The Oldest Vulnerability Contest

Posted by jericho Tue, 20 Dec 2005 09:31:49 GMT

What is the oldest documented vulnerability? As far as OSVDB is aware, it’s a tie between UNIX-V6 su File Descriptor Exhaustion Local Privilege Escalation and Sendmail Unspecified Multiple Security Issues (yes, we’d love to know the details of the Sendmail issues back then!). These were documented on August 23, 1981, well over 24 years ago.

I’m sure there are vulnerabilities that were discovered and published before that. Does anyone have a copy of the old ”Unix Bug List”? Some old t-file or email with an ancient vulnerability? Perhaps a changelog for a product as venerable as Sendmail? We want it, and we’ll reward you for it…

I’m not exactly sure what the reward will be yet. Maybe a gift certificate from one of your favorite shops, maybe some OSVDB swag, maybe something a little more silly, who knows. The rules of this contest:

  1. The information must be somewhat specific. Sendmail can get away with ‘multiple issues’ and remain vague due to the extensive history behind the program. We need to know some detail about the vulnerability. “BSD 0.83beta had a vulnerability” will not cut it.
  2. The vulnerability must be documented somewhere. No stories or second hand accounts will work. Changelogs, advisories, email or anything else that can help authenticate it is required.
  3. It must be a solid vulnerability. Concerns, weaknesses and best practices won’t work.
  4. Lastly, it must pass the general ‘BS’ test. If our cynical minds detect shenanigans, it doesn’t count.

That’s it! So, beat our two entries from August 23, 1981 and grab a minute of fame on this blog, our appreciation, bragging rights, and whatever reward we come up with. Mail submissions to moderators@osvdb.org.

Posted in  | 9 comments

Comments

  1. ryanlrussell said about 14 hours later:

    http://csrc.nist.gov/publications/history/karg74.pdf

    Starting PDF page 26.

  2. aekelly said about 15 hours later:

    1977, maybe? =)

    The RSX20F operating system on the DECSYSTEM-20 was vulnerable to a denial of service.

    http://www.columbia.edu/kermit/dec20.html http://www.columbia.edu/kermit/pdp10.html http://216.109.125.130/search/cache?p=rsx20f&sm=Yahoo%21+Search&toggle=1&ei=UTF-8&b=31&u=ftp.surfnet.nl/networking/kermit/d/k20mit.txt&w=rsx20f&d=P6IouQ0DL22V&icp=1&.intl=us http://216.239.51.104/search?q=cache:kFE12BZyNKUJ:www.inwap.com/pdp10/usenet/ttys+rsx20f&hl=en

  3. ryanlrussell said about 17 hours later:

    I can find several references to this:

    Goheen, S.M., and Fiske, R.S., OS/360 Computer Security Penetration Exercise, Mitre Corp., Bedford Mass., October 1972.
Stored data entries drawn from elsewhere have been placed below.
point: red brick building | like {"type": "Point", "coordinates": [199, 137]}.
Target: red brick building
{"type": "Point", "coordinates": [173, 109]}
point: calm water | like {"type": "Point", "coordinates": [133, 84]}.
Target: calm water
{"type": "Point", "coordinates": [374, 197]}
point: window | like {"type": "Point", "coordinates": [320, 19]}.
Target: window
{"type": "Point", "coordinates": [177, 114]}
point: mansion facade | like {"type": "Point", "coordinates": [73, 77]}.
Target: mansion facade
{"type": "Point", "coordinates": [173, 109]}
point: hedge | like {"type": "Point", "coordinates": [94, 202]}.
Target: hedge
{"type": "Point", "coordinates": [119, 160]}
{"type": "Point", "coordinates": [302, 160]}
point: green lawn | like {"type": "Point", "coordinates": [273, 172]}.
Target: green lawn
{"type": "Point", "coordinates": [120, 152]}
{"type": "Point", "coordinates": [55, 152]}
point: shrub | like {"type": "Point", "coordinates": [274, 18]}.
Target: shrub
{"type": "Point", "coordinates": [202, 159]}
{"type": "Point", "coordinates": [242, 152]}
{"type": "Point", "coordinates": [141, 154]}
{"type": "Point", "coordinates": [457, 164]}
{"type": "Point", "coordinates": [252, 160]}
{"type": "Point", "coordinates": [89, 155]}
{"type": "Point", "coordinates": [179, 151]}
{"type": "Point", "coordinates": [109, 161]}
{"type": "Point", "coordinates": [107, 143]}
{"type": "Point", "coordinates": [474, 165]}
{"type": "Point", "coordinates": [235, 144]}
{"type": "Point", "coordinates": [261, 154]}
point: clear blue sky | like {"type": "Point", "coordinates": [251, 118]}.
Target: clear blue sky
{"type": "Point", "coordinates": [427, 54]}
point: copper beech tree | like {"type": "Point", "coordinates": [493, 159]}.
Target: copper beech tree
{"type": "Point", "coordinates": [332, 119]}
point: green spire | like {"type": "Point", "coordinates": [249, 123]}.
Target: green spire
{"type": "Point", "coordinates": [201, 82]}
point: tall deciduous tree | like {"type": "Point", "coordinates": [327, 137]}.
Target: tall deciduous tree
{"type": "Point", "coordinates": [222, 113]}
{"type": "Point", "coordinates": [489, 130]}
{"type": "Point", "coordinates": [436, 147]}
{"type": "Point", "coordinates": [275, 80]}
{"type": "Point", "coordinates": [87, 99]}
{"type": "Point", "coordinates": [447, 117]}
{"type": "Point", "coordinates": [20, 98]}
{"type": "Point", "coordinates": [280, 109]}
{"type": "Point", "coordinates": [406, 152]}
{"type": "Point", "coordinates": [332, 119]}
    But I can’t find a copy. Anyone have it?

  4. ryanlrussell said about 17 hours later:

    And from 1971:

    Anderson, J.P., AF/ACS Computer Security Controls Study, ESD-TR-71-395, November 1971, James P. Anderson and Co., Fort Washington, PA, HQ Electronic Systems Division: Hanscom AFB, MA.

    These references are cited by Ivan and Elias from a couple of years back: http://www.coresecurity.com/files/files/51/TheWeakestLinkRevisited.pdf

  5. ryanlrussell said about 17 hours later:

    And yet another that rolls up a lot of these references, and includes the 1974 paper i referenced earlier: http://cnscenter.future.co.kr/resource/rsc-center/vendor-wp/ibm/RC22534.pdf

  6. ryanlrussell said 9 days later:

    Here’s a confirmed 1972: http://csrc.nist.gov/publications/history/ande72.pdf

  7. jericho said 10 days later:

    I am still working through all the mails and comments, but some really good stuff. The Multics paper (karg74) seems to contain 9 vulnerabilities by our standards. I am working through ande72 next, while reviewing all the other stuff. Keep them coming! Can anyone beat 1972 with a documented vulnerability? Displace Ryan Russell as the current champion?

  8. Joshua said 20 days later:

    The moth bug attack of 1945. Don’t know if this counts but it’s still worthy of noting in my opinion.

    http://www.jamesshuggins.com/h/tek1/firstcomputerbug.html

  9. jericho said about 1 month later:

    As an update, Adam Shostack gave me a pointer a while back to the “TENEX Password Bug”. After reading up on this, I can’t pinpoint an exact date.. the best I see is multiple references to “early 1970’s”, and a well known TENEX paper being written in 1972. So for now, i’m dating this as 1972-01-01 and assigning this OSVDB 23199. This is currently the winner for the contest, but i’m still going through all the info sent in!